Monte Carlo simulation methods have been widely used in financial instrument valuation. However, their use in option valuation has been mostly restricted to the European style. To value a European style option with Monte Carlo simulation, paths are generated first and intrinsic option values are calculated path by path at the option's maturity date. The option value is then simply the discounted average of the intrinsic values of the paths. Such a simple method is not transferable to a Bermudan or American option. Valuation of such an option requires dynamically determining whether it is optimal to exercise at an exercise date. This cannot be done on a single path. To make an optimal decision, all the paths of the underlyings must be taken into consideration to determine the continuation value of an option and then determine if it is optimal to exercise.
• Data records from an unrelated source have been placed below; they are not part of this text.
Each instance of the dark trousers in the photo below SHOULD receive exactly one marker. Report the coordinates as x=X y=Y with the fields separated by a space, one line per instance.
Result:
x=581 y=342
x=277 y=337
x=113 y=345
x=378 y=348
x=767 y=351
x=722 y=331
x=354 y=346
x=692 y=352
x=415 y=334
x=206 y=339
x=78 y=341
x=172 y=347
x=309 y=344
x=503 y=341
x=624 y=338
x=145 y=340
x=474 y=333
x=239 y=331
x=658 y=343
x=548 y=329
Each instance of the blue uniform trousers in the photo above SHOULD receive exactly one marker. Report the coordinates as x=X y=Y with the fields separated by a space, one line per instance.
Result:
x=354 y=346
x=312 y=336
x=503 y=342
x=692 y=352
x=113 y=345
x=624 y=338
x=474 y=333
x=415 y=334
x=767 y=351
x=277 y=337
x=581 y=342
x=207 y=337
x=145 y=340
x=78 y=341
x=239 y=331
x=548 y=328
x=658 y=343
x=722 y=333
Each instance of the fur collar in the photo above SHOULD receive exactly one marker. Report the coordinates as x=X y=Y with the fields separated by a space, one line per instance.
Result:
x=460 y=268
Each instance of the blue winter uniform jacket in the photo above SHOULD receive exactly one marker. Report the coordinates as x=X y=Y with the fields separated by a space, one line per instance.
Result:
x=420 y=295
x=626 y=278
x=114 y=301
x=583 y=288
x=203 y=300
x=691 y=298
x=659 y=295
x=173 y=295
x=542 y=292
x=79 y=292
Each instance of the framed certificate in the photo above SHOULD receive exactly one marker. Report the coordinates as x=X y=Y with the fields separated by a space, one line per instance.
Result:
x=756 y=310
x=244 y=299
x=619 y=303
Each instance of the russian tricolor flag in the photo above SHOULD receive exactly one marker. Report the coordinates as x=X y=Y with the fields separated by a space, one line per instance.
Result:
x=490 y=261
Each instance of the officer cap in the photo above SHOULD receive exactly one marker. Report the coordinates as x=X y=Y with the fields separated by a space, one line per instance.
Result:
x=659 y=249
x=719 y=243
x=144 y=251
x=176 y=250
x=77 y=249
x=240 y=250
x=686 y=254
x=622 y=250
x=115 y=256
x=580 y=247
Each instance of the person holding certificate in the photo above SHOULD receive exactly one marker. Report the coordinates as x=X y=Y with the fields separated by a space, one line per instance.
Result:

In the Longstaff and Schwartz Monte Carlo method (LSMC), joint paths are first generated at all exercise time points for the assets in the basket. Then one starts from the last exercise date and goes backward step by step to determine the current intrinsic value and the continuation value and thus determining if it is optimal to exercise, given that it is not exercised at the prior time points. For the last exercise date, the optimal exercise value for each path is simply the option's intrinsic value at the date. At other exercise time points, the intrinsic value is also calculated for each joint path. The key is to find the continuation value at an exercise date. According to Longstaff and Schwartz, this can be calculated with the relevant values, denoted Y values, of all joint paths by regressing these values against some properly chosen variables, denoted X variables. The Y values are determined as follows: if a joint path has a future optimal exercise value, the Y value is calculated by discounting the optimal exercise value to the current exercise time point; otherwise, the Y value is simply the intrinsic value at the current exercise time point. The selection of the X variables depends on the model used and also on the option definition as well. For example, for a vanilla call/put option on assets modeled with the Black-Scholes lognormal model, the spot asset prices can be used as the X variables. Another freedom in LSMC is the selection of the regression function, also known as a basis function. Longstaff and Schwartz suggest second order polynomials or second order Laguerre polynomials.
After the regression calculation, the continuation value of the option, i.e., the estimated Y value, is determined for each joint path. By comparing this continuation value with the intrinsic value, one can decide path by path if it is optimal to exercise. If it is, mark this time point as an optimal exercise point and at the same time delete the future optimal mark if there is one. When these steps are finished, calculate the discounted intrinsic value at each optimal exercise time point for each joint path. If there is no optimal exercise time point for a particular path, the option value of the path is 0. The average of the discounted optimal exercise values is then the value of the option.